Considerações sobre a crise

Basta abrir um jornal, ligar qualquer rádio ou TV e lá está ela: A crise. No início, falava-se em crise no setor imobiliário nos Estados Unidos, algo como se já não houvesse mais compradores para tantas casas construídas, nem pagadores para as já compradas, ou seja, estaria havendo alta inadimplência no setor da construção civil. A seguir, os bancos que financiaram estas casas, e não estavam recebendo as prestações, começaram a quebrar. Após, quebradeira dos acionistas dos bancos, das empresas, e das bolsas de valores. A partir daí, com a redução de circulação de dinheiro, reduz-se também o consumo, aumentando o desemprego, a recessão, e desta forma cria-se um ciclo que se auto-alimenta, diminuindo o consumo e conseqüentemente a produção.

Com a economia globalizada, a crise não se restringiu ao país gerador.
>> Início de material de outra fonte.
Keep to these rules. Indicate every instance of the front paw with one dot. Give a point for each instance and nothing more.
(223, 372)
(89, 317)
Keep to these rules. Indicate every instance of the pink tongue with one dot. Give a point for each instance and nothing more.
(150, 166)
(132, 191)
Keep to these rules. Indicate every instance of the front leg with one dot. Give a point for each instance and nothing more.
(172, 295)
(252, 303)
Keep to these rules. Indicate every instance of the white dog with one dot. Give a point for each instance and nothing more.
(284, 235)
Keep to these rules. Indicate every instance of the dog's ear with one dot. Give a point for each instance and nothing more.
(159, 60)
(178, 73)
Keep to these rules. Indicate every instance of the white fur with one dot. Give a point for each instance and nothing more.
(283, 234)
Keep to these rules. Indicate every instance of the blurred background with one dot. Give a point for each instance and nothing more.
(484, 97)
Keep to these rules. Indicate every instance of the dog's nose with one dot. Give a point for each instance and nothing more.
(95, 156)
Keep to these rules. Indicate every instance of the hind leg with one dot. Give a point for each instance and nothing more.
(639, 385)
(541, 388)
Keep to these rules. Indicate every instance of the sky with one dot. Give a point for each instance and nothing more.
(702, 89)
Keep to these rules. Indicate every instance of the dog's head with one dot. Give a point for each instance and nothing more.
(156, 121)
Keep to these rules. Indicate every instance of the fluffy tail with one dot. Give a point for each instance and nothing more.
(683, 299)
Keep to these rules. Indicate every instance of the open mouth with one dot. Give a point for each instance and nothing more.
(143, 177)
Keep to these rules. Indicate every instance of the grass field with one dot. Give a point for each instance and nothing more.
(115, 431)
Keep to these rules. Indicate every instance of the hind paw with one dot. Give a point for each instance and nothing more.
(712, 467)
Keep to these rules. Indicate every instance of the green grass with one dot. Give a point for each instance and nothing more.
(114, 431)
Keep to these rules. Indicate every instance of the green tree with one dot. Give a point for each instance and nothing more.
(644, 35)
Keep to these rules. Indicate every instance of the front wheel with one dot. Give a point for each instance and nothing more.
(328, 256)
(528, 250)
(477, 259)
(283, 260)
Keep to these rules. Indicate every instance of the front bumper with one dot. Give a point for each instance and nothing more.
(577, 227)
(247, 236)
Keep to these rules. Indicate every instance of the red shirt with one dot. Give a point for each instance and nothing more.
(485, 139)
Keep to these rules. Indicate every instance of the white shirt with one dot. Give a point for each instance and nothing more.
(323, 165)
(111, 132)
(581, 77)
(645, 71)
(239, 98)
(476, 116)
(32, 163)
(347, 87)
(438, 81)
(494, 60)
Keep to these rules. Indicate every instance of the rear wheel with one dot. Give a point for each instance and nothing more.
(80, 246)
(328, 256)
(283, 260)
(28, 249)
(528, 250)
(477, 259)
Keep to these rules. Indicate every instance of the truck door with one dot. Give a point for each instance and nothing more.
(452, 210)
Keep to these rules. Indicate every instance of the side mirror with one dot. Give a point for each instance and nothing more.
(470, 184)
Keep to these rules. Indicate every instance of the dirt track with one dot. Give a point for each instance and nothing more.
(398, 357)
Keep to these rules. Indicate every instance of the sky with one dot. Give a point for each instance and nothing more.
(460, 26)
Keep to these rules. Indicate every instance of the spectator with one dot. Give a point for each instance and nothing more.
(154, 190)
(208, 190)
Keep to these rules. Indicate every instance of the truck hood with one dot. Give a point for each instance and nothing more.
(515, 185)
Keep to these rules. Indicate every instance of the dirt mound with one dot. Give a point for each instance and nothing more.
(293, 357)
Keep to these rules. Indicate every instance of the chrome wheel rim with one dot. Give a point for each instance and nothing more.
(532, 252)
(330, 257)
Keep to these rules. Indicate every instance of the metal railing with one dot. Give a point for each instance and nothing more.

Como as transações comerciais são feitas em dólar, qualquer oscilação da moeda é sentida em todos os cantos do mundo, gerando a chamada crise sistêmica. Os reflexos do estrago estadunidense, denominado epicentro da crise puderam ser sentidos na Europa, no Japão, no mundo todo. Quanto mais “desenvolvida” a economia, mais forte o impacto. Deveria ser assim, mas pode não ser, uma vez que os ditos países de primeiro mundo atrelaram suas economias à dos países subdesenvolvidos e em desenvolvimento. É praxe do capitalismo fazer recair os prejuízos econômicos e sociais naqueles que vivem do trabalho e da produção.Fomos nós, do dito terceiro mundo, quem sempre sustentou o sonho americano, o consumo exacerbado do primeiro

Por isto, a crise se abate de forma diferente sobre trabalhadores e patrões, assim como sobre países pobres e ricos. Aos trabalhadores, a crise apresenta-se como perspectiva de desemprego, redução de direitos e conquistas, aumento da precarização e da repressão aos movimentos sociais. Desta mesma forma, a crise gerada pelo neoliberalismo se expande para as economias do dito G-20 (países como Brasil, Índia, China), com a diminuição do crédito, aumento da taxa de juros, ou seja, política recessiva, para impedir o avanço da inflação, ao mesmo tempo em que os governos emprestam dinheiro a baixos juros a empresas e bancos, de forma protecionista, tentando evitar uma quebradeira ainda maior .Ao mesmo tempo, vive-se também a ameaça da deflação, já que como não há dinheiro circulando, os produtos se acumulam e baixam de preço. Recessão, desemprego, desaquecimento da economia, mais desemprego, mais recessão, mais desaquecimento…Contraditório? Não, capitalista.

Os mesmos economistas que antes defendiam autonomia total do mercado, agora defendem total apoio dos governos às empresas. Tem como entender? Tem sim. Na verdade, estamos falando da talvez maior crise do capitalismo, este sistema que defende a produção de todo tipo de bugigangas e todo o tipo de consumo. Em síntese, o capitalismo é isto: Precisa gerar o desejo de consumir o que não se precisa, produzir cada vez mais, pagar salários cada vez menores, vender cada vez mais para se ter cada vez menos. Cada vez mais mercado, cada vez mais compradores, mesmo que eles se endividem e nem precisem do que compram. Como os americanos que fabricaram casas a mais do que precisavam, para vender para quem não precisava, gerando uma crise que agora não conseguem resolver.

Cabe a nós, trabalhadores, a proposição de um novo modelo de sociedade, capaz de substituir o desenvolvimentismo irracional imposto pelo capitalismo, a lógica perversa do mercado, a perversidade da concentração absurda de renda para alguns poucos em detrimento da miséria absoluta de milhões de seres humanos. Mas talvez a ferida mais profunda desta crise seja expor ao mundo a irrefreada necessidade de consumo do primeiro mundo, que utiliza cerca de quatro quintos de tudo o que é produzido, de alimentos a energia, passando por papel, vestuário e bens de consumo, e desperdiça cerca de um terço de tudo isto.

Afinal, já dizia o profeta, socialismo ou barbárie. Pois que venha o socialismo, eis que a barbárie, já estamos vivendo.